A puzzle by Princeton mathematician John Horton Conway:
Last night I sat behind two wizards on a bus, and overheard the following:
A: I have a positive integral number of children, whose ages are positive integers, the sum of which is the number of this bus, while the product is my own age.
B: How interesting! Perhaps if you told me your age and the number of your children, I could work out their individual ages?
B: Aha! AT LAST I know how old you are!
Rem: Taking in account the fatherhood limitations, this is uniquely solvable.

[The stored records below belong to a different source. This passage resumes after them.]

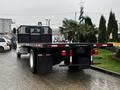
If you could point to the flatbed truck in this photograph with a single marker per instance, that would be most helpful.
(44, 54)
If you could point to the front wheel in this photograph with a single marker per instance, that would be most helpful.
(32, 62)
(18, 55)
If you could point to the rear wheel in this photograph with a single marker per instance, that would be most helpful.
(32, 62)
(1, 49)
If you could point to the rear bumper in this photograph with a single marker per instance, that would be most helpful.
(83, 66)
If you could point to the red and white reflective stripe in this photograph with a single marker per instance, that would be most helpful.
(58, 45)
(91, 55)
(104, 45)
(70, 56)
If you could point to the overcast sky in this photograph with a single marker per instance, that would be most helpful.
(32, 11)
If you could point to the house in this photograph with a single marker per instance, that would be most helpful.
(5, 25)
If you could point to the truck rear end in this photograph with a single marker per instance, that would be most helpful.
(37, 40)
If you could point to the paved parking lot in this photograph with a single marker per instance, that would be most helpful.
(15, 75)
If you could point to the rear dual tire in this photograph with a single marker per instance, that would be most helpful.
(33, 62)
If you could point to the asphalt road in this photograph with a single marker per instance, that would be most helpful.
(15, 75)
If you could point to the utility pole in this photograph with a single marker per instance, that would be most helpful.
(47, 22)
(81, 17)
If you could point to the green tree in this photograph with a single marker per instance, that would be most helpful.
(115, 31)
(102, 30)
(77, 32)
(69, 28)
(88, 21)
(112, 27)
(91, 36)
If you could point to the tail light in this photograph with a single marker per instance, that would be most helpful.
(63, 53)
(95, 52)
(70, 52)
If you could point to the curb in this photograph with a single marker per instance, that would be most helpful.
(105, 71)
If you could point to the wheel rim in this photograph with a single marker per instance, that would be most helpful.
(31, 60)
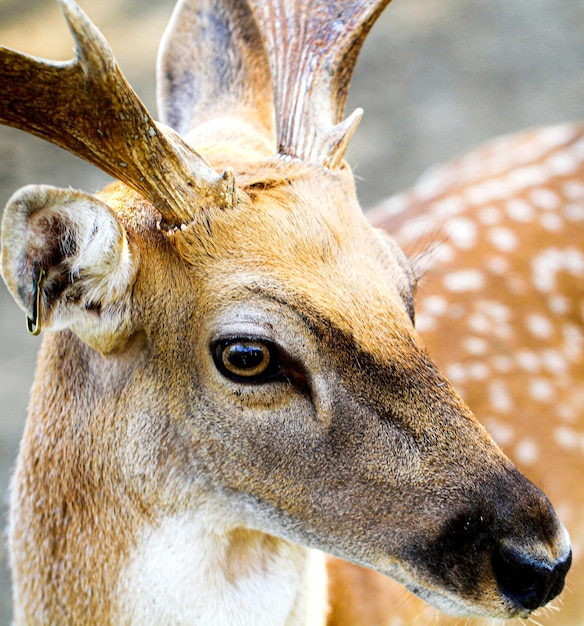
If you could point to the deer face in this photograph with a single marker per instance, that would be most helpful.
(268, 333)
(284, 363)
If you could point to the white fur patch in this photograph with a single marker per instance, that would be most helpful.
(184, 572)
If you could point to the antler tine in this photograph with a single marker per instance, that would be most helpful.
(87, 107)
(313, 47)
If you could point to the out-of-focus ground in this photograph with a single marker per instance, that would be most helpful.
(436, 78)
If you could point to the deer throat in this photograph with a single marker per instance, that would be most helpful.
(182, 572)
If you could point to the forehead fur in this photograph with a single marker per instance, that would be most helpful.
(303, 239)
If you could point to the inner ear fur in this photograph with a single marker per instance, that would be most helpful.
(88, 261)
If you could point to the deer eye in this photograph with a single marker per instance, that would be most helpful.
(246, 360)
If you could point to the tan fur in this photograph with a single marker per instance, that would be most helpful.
(356, 444)
(523, 379)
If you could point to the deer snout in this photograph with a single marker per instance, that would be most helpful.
(530, 581)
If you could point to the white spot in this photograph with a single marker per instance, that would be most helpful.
(502, 364)
(425, 323)
(569, 439)
(546, 265)
(558, 304)
(465, 280)
(545, 199)
(565, 412)
(489, 215)
(562, 163)
(552, 222)
(479, 323)
(442, 254)
(462, 233)
(452, 205)
(578, 149)
(487, 191)
(503, 238)
(539, 326)
(526, 452)
(497, 265)
(554, 361)
(499, 397)
(456, 373)
(519, 210)
(573, 340)
(527, 360)
(574, 212)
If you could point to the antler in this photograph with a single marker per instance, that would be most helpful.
(87, 107)
(216, 56)
(313, 47)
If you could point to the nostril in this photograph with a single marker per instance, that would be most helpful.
(527, 581)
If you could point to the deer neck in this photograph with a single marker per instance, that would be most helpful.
(183, 571)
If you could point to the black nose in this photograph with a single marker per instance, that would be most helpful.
(528, 582)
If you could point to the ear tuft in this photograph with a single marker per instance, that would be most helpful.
(84, 251)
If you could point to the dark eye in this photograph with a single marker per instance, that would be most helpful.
(246, 360)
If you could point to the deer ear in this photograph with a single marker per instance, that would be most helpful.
(68, 264)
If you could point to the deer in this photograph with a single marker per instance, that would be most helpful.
(499, 234)
(230, 384)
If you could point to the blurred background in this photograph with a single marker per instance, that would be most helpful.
(436, 78)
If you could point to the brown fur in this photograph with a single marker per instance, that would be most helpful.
(359, 447)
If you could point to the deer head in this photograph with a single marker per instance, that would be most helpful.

(In reply to re(4): comp. aided solution -- HINT
BTW, it looks as if I am not alone in my solution. A google search for John Horton Conway bus number individual ages, brings up as the top result http://www.futilitycloset.com/2015/04/08/overheard-4/, agreeing with my answer.

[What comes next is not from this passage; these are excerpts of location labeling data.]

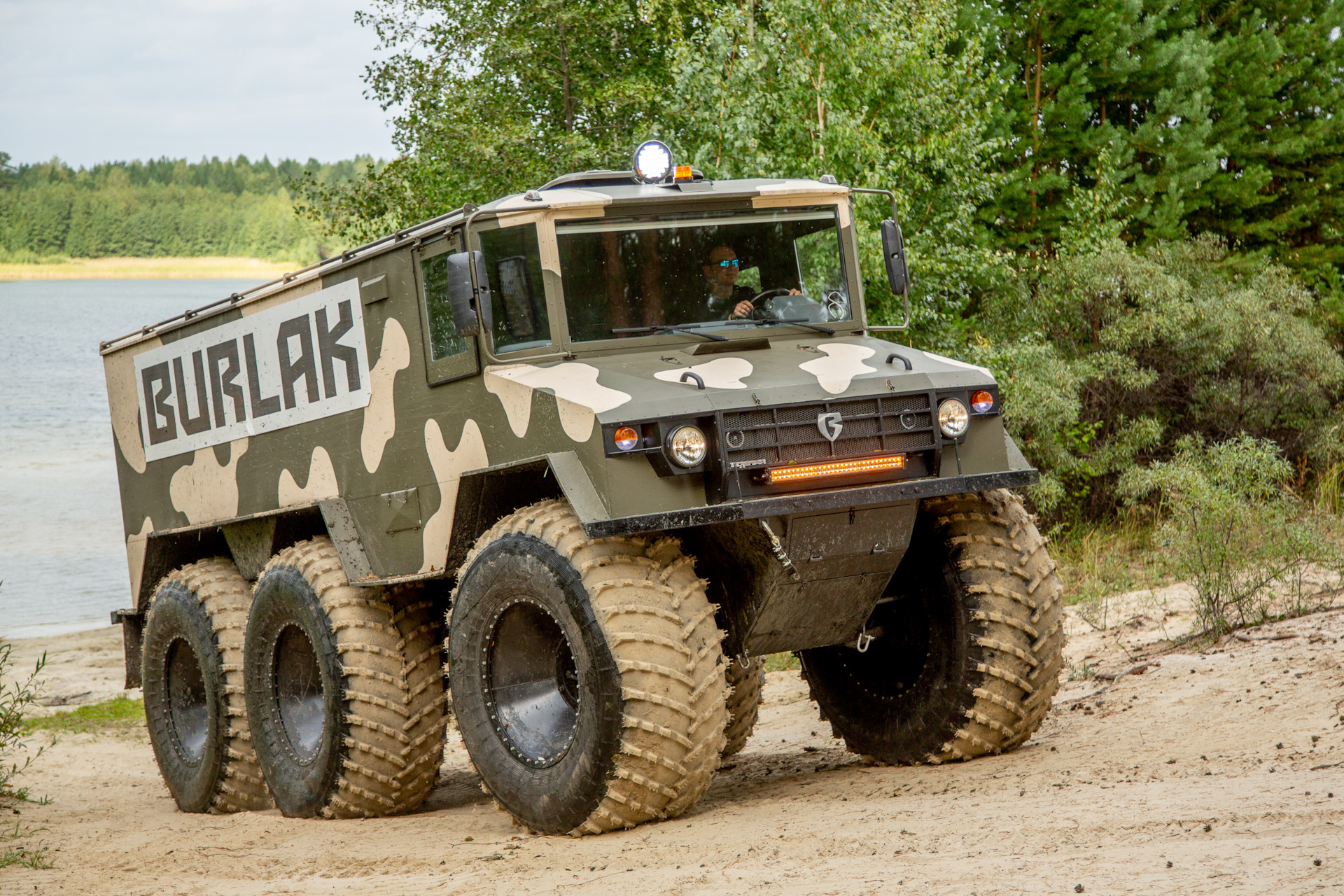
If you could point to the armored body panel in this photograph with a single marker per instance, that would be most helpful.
(613, 440)
(343, 402)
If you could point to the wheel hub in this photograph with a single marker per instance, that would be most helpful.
(187, 710)
(531, 684)
(299, 692)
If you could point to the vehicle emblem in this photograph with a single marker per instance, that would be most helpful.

Or from http://arxiv.org/pdf/1210.5460.pdf
: Now to the answer. The bus number is 12. The only age for which the bus number and the number of children do not define the ages of children is 48. The children ages could be 2, 2, 2, and 6, or on the other hand, 1, 3, 4, and 4. ... If the bus number is 13 or greater, wizard B cannot figure out the age of wizard A.
It occurred to me that you missed actually seeing my solution, in bold face at the bottom of the last continuation:
The bus number was 12, as was the sum of A's kids' ages. Their ages' product is 48 and so that's A's age, and he has 4 children. The only thing in doubt is their ages: either 1, 3 and two 4-year olds; or three 2-year olds and a 6 year old.